U.S. equity markets continued to move higher during the second quarter. The Standard & Poor’s 500 Index, “…gained 8.2% during the second quarter of 2021, its fifth consecutive quarterly gain, which is the longest streak since the fourth quarter of 2017. Its first-half gain of 14.4% was the best since 2019 and the second-best since 1998,” reported Ben Levisohn of Barron’s.
(The one-year numbers in the scorecard below remain noteworthy. They reflect the strong recovery of U.S. stocks from last year’s coronavirus downturn to the present day.)
Data as of 7/2/21 | 1-Week | Y-T-D | 1-Year | 3-Year | 5-Year | 10-Year |
S&P 500 (Domestic Stocks) | 1.7% | 15.9% | 39.1% | 16.9% | 15.8% | 12.5% |
Dow Jones Global ex-U.S. | -1.3 | 7.9 | 31.4 | 7.5 | 8.5 | 3.1 |
10-year Treasury Note (Yield Only) | 1.4 | NA | 0.7 | 2.9 | 1.4 | 3.1 |
Gold (per ounce) | 0.0 | -5.4 | 0.5 | 12.7 | 5.8 | 1.8 |
Bloomberg Commodity Index | 2.8 | 21.7 | 44.7 | 3.5 | 1.7 | -5.0 |
S&P 500, Dow Jones Global ex-US, Gold, Bloomberg Commodity Index returns exclude reinvested dividends (gold does not pay a dividend) and the three-, five-, and 10-year returns are annualized; and the 10-year Treasury Note is simply the yield at the close of the day on each of the historical time periods.
Sources: Yahoo!
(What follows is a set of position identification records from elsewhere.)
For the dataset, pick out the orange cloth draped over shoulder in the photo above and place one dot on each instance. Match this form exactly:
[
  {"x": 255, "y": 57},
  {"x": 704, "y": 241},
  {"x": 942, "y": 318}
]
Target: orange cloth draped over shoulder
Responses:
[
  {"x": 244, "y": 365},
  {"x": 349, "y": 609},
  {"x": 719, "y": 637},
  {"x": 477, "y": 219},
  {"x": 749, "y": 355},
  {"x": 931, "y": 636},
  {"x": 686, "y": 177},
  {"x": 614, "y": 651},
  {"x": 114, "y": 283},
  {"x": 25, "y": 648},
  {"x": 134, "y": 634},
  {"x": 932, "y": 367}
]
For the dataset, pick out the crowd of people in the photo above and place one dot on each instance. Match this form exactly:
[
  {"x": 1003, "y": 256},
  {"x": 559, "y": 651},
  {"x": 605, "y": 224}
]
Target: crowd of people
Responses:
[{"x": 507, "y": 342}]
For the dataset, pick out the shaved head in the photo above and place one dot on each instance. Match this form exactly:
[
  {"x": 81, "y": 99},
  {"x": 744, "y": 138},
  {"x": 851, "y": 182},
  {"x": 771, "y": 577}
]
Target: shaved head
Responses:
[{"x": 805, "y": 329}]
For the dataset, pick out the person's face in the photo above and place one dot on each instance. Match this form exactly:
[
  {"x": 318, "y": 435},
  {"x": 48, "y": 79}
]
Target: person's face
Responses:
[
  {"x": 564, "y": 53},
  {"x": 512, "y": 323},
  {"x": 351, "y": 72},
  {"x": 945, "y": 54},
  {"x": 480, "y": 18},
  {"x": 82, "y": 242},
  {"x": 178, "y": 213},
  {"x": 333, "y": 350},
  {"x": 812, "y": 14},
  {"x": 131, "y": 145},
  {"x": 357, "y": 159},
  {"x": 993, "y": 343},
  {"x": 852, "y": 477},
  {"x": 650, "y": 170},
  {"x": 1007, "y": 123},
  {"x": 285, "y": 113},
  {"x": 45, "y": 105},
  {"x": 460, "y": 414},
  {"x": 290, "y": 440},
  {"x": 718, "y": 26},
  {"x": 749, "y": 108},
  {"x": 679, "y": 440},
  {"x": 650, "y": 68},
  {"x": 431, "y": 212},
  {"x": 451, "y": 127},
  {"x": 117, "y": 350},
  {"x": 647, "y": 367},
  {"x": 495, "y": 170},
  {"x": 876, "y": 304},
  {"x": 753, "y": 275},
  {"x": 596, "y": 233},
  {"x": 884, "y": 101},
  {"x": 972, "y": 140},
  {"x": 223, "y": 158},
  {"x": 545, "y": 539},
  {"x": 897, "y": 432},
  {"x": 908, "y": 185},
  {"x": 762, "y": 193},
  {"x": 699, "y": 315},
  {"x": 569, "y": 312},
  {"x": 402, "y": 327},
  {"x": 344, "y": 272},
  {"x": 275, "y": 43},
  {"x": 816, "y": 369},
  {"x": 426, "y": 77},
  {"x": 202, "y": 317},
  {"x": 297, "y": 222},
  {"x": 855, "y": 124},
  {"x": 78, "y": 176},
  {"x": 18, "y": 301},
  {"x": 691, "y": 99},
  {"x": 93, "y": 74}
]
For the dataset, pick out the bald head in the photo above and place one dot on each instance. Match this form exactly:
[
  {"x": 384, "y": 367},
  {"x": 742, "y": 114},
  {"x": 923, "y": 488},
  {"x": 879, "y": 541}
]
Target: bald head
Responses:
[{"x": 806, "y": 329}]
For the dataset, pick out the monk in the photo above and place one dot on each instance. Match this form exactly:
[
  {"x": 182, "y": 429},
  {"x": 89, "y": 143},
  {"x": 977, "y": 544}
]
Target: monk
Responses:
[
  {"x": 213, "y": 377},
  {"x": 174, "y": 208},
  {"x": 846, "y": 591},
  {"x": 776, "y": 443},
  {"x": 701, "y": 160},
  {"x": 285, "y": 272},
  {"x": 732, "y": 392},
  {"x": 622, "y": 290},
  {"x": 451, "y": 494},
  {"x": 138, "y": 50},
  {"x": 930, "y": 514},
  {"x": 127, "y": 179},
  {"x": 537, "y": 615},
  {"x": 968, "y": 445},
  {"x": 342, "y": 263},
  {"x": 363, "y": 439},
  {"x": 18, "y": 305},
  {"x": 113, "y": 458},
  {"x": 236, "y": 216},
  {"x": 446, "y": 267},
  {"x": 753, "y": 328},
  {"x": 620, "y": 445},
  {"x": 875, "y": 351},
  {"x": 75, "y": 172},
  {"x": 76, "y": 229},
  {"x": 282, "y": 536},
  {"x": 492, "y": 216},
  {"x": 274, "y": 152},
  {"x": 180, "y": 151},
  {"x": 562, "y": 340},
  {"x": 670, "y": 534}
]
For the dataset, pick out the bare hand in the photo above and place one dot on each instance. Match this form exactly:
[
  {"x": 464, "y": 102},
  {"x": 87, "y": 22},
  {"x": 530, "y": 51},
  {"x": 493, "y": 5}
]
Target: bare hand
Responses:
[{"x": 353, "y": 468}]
Finance; MarketWatch; djindexes.com; Federal Reserve Bank of St. Louis; London Bullion Market Association.
Past performance is no guarantee of future results. Indices are unmanaged and cannot be invested into directly. N/A means not applicable.
THE HOUSING MARKET BOOM. Low mortgage rates, high demand for homes and a limited supply of existing homes have pushed the cost of housing through the roof. In May, U.S. home prices were 23.6 percent higher than they were a year ago. The median sale price for an existing home was $350,300, and properties were selling at a rapid clip. Sales were constrained primarily by a lack of inventory and reduced affordability, reported the National Association of Realtors (NAR).
Housing prices are higher around the globe. Sweden, Denmark, Russia, Canada, South Korea, Taiwan, the United Kingdom, and other nations have seen home prices increase, too, reported Delphine Strauss and Colby Smith of the Financial Times.
While high demand and rising prices are good for homeowners, the phenomenon has economists and policymakers worried.
“…The runaway market holds two concerns…First, prices could spiral into bubble territory, making economies vulnerable to a sudden market correction that would hit household wealth…Second, home ownership could become even more unaffordable for young people and key workers who were already priced out of many areas before the pandemic — entrenching inequalities between generations…”
Weekly Focus – Think About It
“If you are always trying to be normal, you will never know how amazing you can be.”